6 – Imperatriz: Não mudou o estilo dos últimos dois anos, que vêm dando certo, inclusive... mas esse é o mais fraco deles, com os mesmos recursos dos últimos anos, começando lá no alto, antecipando os versos, o que deixa a obra gostosa de se ouvir. Vem o refrão do meio e há a real noção de que é um samba da Imperatriz, porque ele tem semelhança de estilo com os últimos sambas, mas a segunda ficou comum demais e não acompanha o resto do samba, sobretudo quando se aproxima do fim, que tem duas estrofes que parecem não acompanhar a linha do samba ficam destacados e soam estranho ao ouvido, mais por parecerem destacados do que pela qualidade dos versos em si, que é muito boa.

5 – Beija-Flor: O padrão da Beija-Flor está lá, incólume. Num ano qualquer, seria top 3 com certeza, como já é praxe na história recente, por se tratar de uma obra que mantém as características do samba-enredo, sempre com a levada mais em menor, com frases de maior elaboração, mais rebuscadas do que o comum. Mas 2012 está primando pela ousadia, e nisso a obra nilopolitana não tem nada, nem para o bem nem para o mal. Ela é mais do mesmo, tanto em melodia quanto em letra. Talvez o diferencial seja o mesmo do samba de 2011. Não cansa, não pesa tanto quanto outros dos últimos anos, há mais variação melódica, o que favorece o principal motivo das escolhas da Beija-Flor – o canto das alas. A respeito da fusão, pra mim o samba ficou num estilo "Frankstein" mesmo, mas com uma costura com mais capricho, talvez melhore até fevereiro. O refrão ficou mais pra baixo, e é uma aposta arriscada.
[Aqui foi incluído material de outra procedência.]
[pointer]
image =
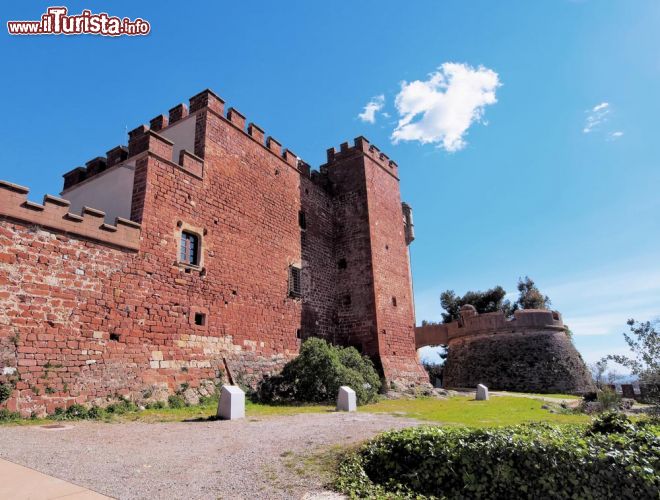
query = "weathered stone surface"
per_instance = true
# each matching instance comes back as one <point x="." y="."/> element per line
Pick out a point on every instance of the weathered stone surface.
<point x="482" y="393"/>
<point x="530" y="353"/>
<point x="232" y="403"/>
<point x="346" y="399"/>
<point x="92" y="311"/>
4 – Unidos da Tijuca: A Unidos da Tijuca decidiu se afastar da receita de bolo que tinha se dado nos últimos anos. Nada de muito radical, mas ainda assim perceptível, e, pelo menos pra mim, de bom efeito. São muito bonitas as passagens onde o samba se mistura ao baião em levadas melódicas que juntam os dois mundos, como “Chuva, Sol... meu olhar” descambando pra uma pegada mais acelerada, deixando a obra mais interessante de ouvir, pela diferença que faz no contraste com os sambas da própria Tijuca dos últimos anos, e mais à frente tem mais uma palhinha dessas no “S’imbora que a noite já vem, saudades do meu São João...” muito bem colocada e totalmente dentro do enredo. É mais ousado que os recursos que eram usados nos anos 70, com versos de musicas de “meio do ano” como estribilho, mas nem por isso menos interessantes.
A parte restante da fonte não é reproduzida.